NEW YORK - As founder of the Comme des Garcons fashion label, Rei Kawakubo has challenged conventional notions of clothing with her unmatched aesthetic sensibility. This is particularly exemplified in the about 140 examples on display at the current exhibition on the designer at the Metropolitan Museum of Art.

Starting May 4 and running through Sept. 4, the exhibition - titled "Rei Kawakubo/Comme des Garcons: Art of the In-Between" - is the first solo show featuring a Japanese fashion designer at the New York museum.

Per the title, the event has multiple themes in each section of the exhibit to showcase how the 74-year-old designer has discovered value in the space between various conflicting notions and redefined what is beautiful.

On display is one section titled "Object/Subject," a collection of garments titled "Body Meets Dress - Dress Meets Body." The clothing has unusual deformations, with protrusions padded with goose down in the abdomen or lower back areas.

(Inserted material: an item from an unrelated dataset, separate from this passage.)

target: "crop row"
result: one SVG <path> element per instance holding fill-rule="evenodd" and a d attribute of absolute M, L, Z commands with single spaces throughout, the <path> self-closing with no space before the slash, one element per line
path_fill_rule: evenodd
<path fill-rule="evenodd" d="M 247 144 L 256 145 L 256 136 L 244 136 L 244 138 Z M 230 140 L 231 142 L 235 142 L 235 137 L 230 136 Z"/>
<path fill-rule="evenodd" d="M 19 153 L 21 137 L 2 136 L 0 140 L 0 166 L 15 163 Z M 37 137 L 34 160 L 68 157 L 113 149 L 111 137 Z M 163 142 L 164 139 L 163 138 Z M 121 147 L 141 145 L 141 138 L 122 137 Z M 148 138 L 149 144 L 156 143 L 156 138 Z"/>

Later described as dresses with "lumps and bumps" for these swelling parts, the clothing comes from a desire to blur the boundaries between a dress and the body, questioning notions of what constitutes a beautiful body or beautiful clothing.

Photo: AFP

The dresses provoked many discussions when presented in 1996 over whether they should even be categorized as clothing.

In the "Beautiful/Grotesque" section, visitors will see black wool knit sweaters with small and large holes, which shocked fashion journalists in the West who were unfamiliar with such designs when they were presented in 1982.

Kawakubo dubbed them her "lace" sweaters, saying: "To me, they're not tears. The cutout might be considered another form of lace."

In the subsection "Child/Adult," a pink and blue felt dress from her autumn/winter 2012-13 collection that looks like it's a cutout serves as a bellwether for Kawakubo challenging the rules of age-appropriate dress.

In 2013, Kawakubo announced she would make "something that is not clothes." Since then, she has created items that seemingly resemble objets d'art, with a brown paper dress titled "The Future of Silhouette" as her latest piece.

She founded the Comme des Garcons label in 1969. The label's eponymous company, established in 1973, currently has about 20 brands and sells products at about 220 stores in Japan and about 300 stores in about 30 other countries.

Kawakubo made her debut at Paris Fashion Week in the 1980s with Yohji Yamamoto and other contemporaries, boosting the presence of Japanese designers in the global fashion community. She was awarded the French government's l'Ordre National du Merite in 2004.

Photo: AFP

Kawakubo's style of transcending the boundaries of art and fashion has also resonated with designers overseas.

"I think Rei has an extraordinarily unique vision and voice," American designer Marc Jacobs said. "I don't just look at it as design for the sake of design."

The exhibit's entire venue is brightly illuminated - a rare approach for fashion exhibitions, which usually show works in glass cases in dim lighting.

Kawakubo personally designed the uniquely shaped white booths at the exhibit to display her works. They allow visitors to come to near touching distance to her designs. "I hope visitors scrutinize my works from up close to appreciate their power," Kawakubo said.